I have answered the two precise questions which the noble Lord has addressed to me, but I may also draw attention usefully to one or two points that arise out of the discussion. In the first place, the county council remains responsible for making this arrangement after consultation with the councils of the county districts in the county. It is preferable that agreement should be secured if possible, but my right honourable friend takes the view that the county council should formulate such arrangements as seem to them most suitable for securing the objects of the section. After that has been done no more part-time medical officers can be appointed except with the special consent of the Minister. That, as the noble Lord is aware, is in the Act. The second point is that the section does not require that all vacancies shall be filled in the manner of the formulated arrangements. There may be cases, by reason possibly of circumstances which have arisen since the formulation of the arrangements, where the services of a medical officer restricted from private practice can better be secured by other means.

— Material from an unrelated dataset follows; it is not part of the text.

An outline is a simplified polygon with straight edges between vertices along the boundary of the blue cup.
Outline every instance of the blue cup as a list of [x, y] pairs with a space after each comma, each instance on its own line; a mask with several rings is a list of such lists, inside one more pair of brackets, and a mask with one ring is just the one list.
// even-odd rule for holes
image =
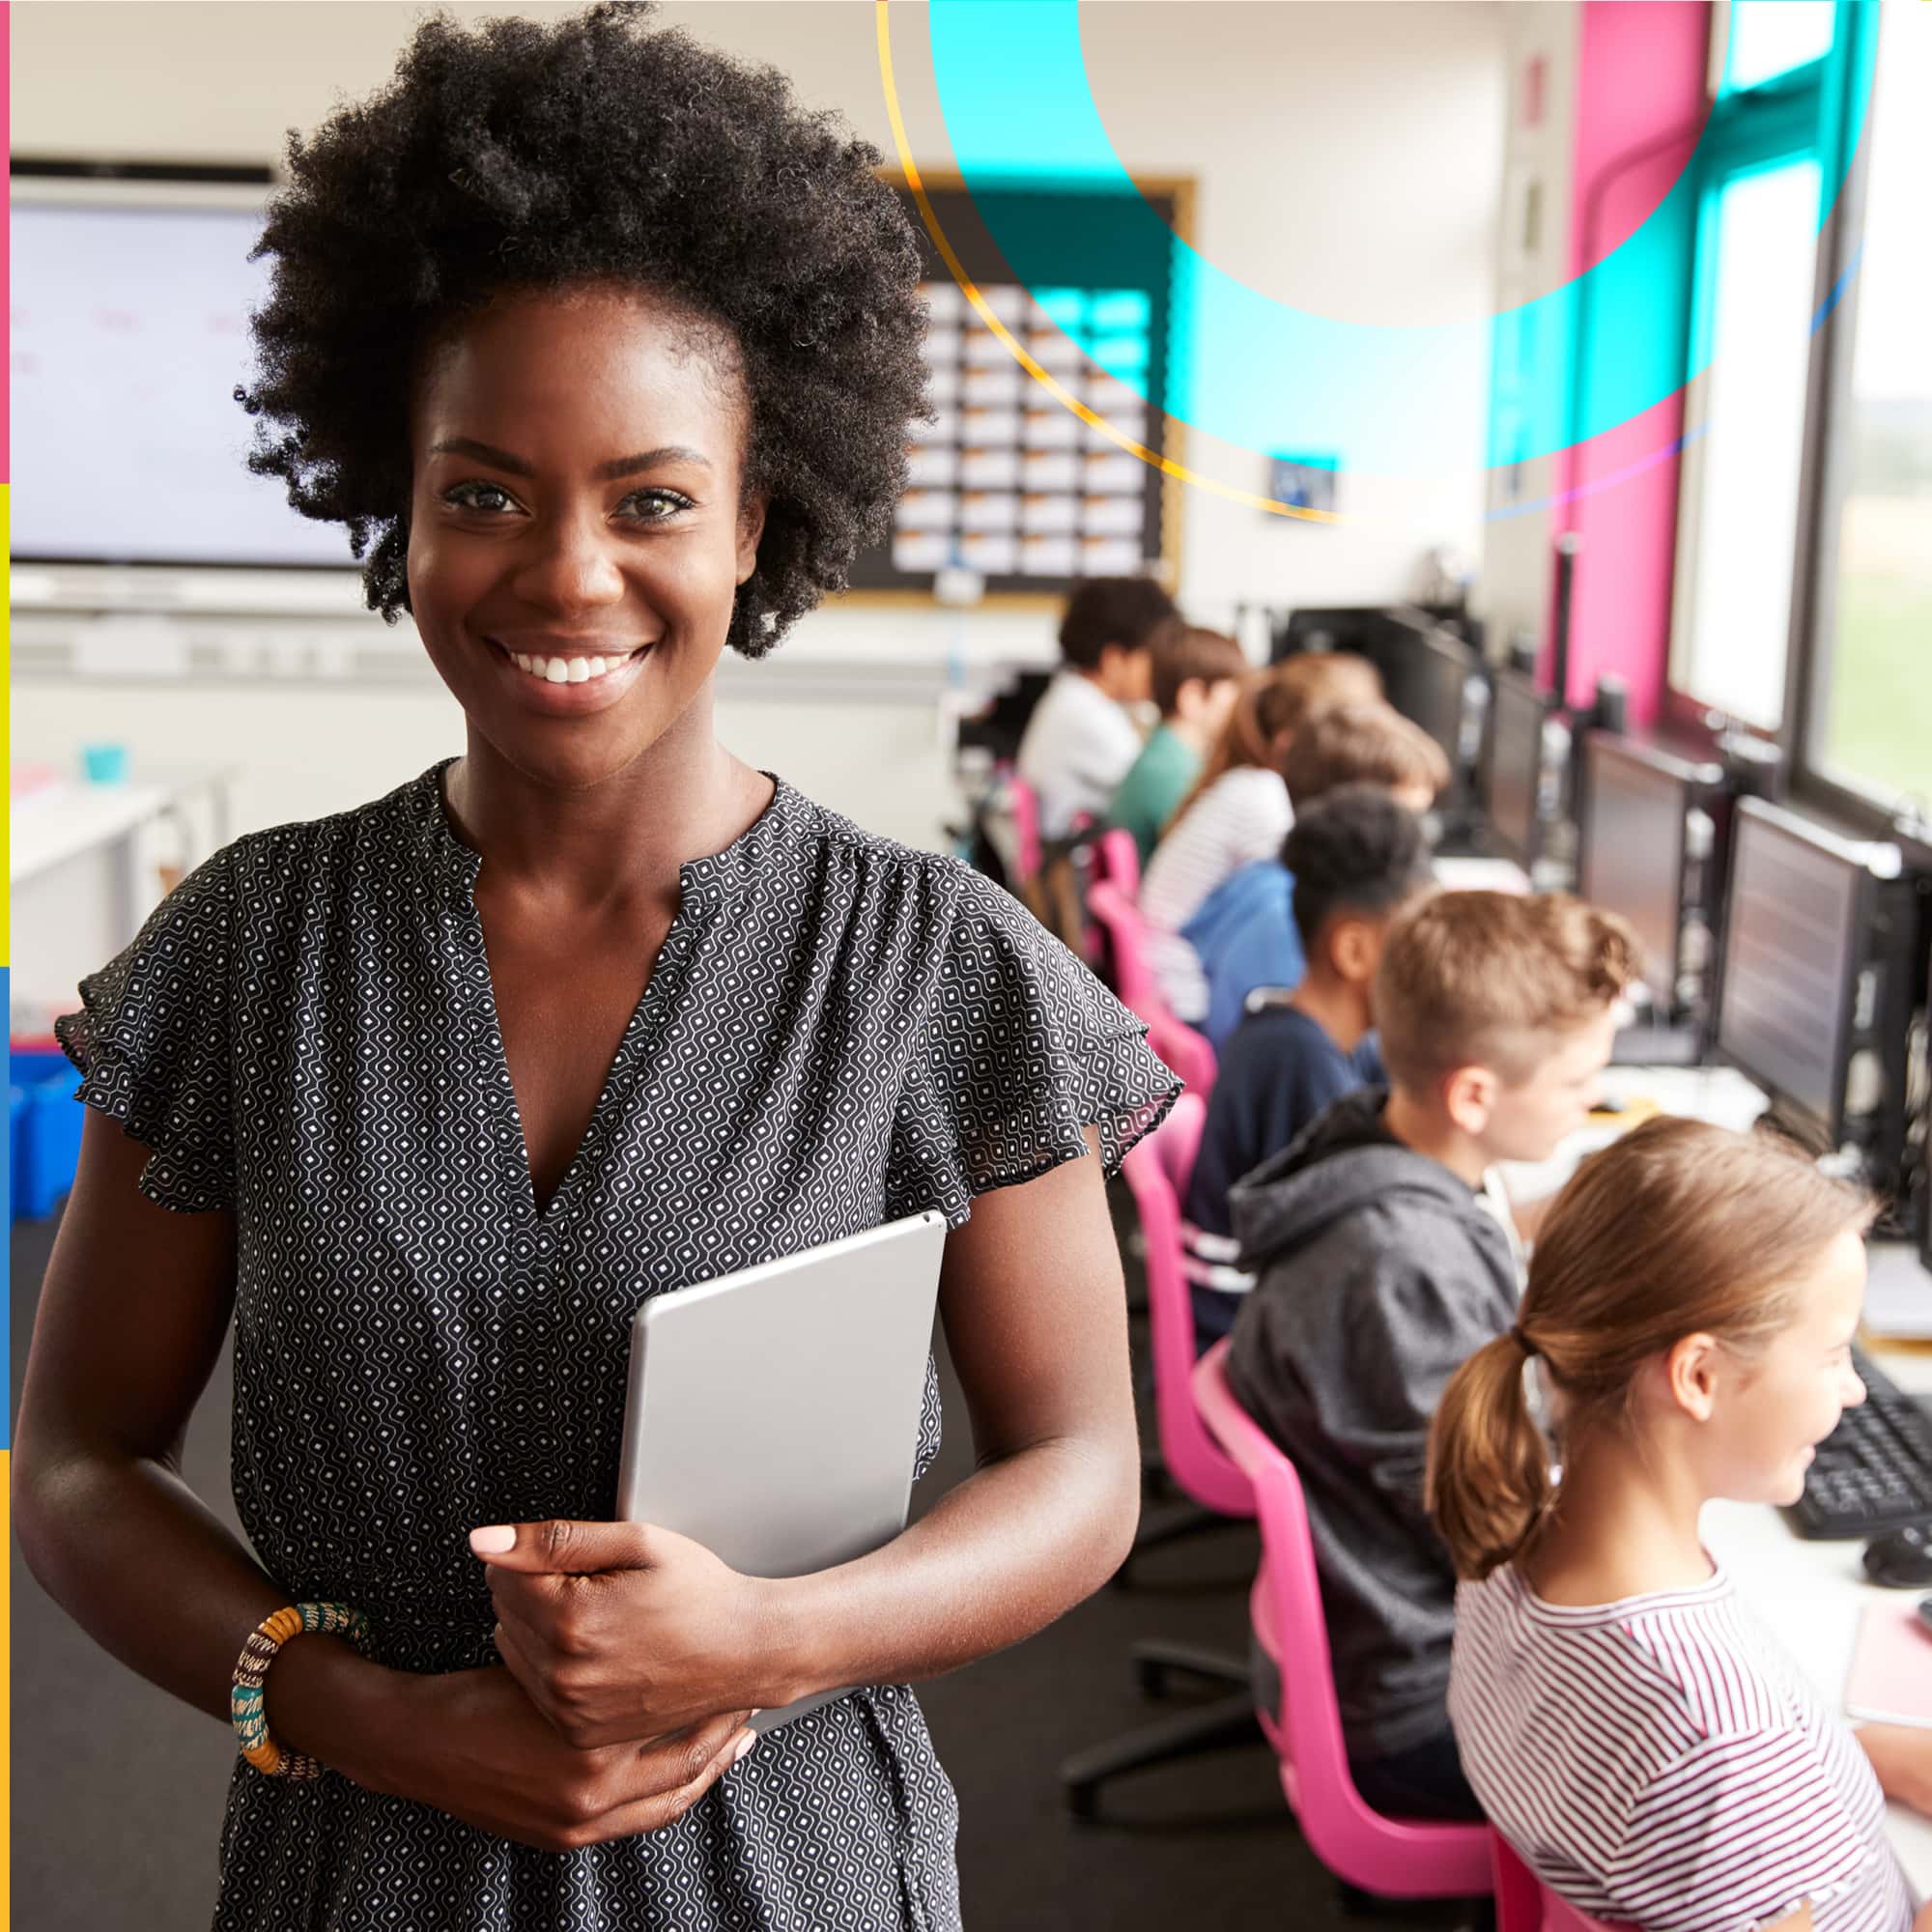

Thirdly—and this is a point perhaps overlooked by my noble friend—it has been argued in certain cases that the appointment of a whole-time medical officer to cover a district at present served by several part-time officers must be delayed until all the part-time officers have finished their contractual periods of engagement. It has been further argued that, as these part-time officers are all unlikely to finish their periods of engagement at the same time, this delay is likely to be still further prolonged. In order to overcome this difficulty as far as possible, provision was included in the Regulations issued by the Minister last year, called the Sanitary Officers (Outside London) Regulations, 1935, to limit future appointments of medical officers of health who are not restricted from private practice to a period of not more than one year at a time, and a similar limitation of the period of appointment has for some years past been imposed by administrative action in all such cases. It is hoped in this way to facilitate the appointment of medical officers of health restricted from private practice in all parts of the country in accordance with the intentions of Section III of the Local Government Act, 1933. I hope I have satisfied the noble Lord that, though progress may be rather slow, it is going steadily on. It never was contemplated that this reform should be carried out in a short time; but, provided the progress is steady, we feel that the purpose of the Act is being served.

LORD MERTHYR

My Lords, I have very few words to add. I should like to thank the noble Viscount for the information he has given me and for the completely detailed answer he has made to the Question I have asked. I am sure that some people, at any rate, will be glad to hear that there is no danger of the Ministry acting in any tyrannical way in this respect. Whilst I appreciate the points which the noble Viscount has raised, I think on the other hand there will be some people in the country who will be a little uneasy at the rate of progress. I have in mind, for example, an area in which there would be more than enough work for one whole-time medical officer to perform, and in which all the present part-time officers are on temporary appointments, the original permanent appointments having terminated since the passing of the Act. In that area, therefore, it seems to me the whole of these temporary appointments could now be terminated and a full-time man put in. That is a case which I know exists. I beg leave to by leave, to withdraw my Motion.

Motion for Papers, by leave, withdrawn.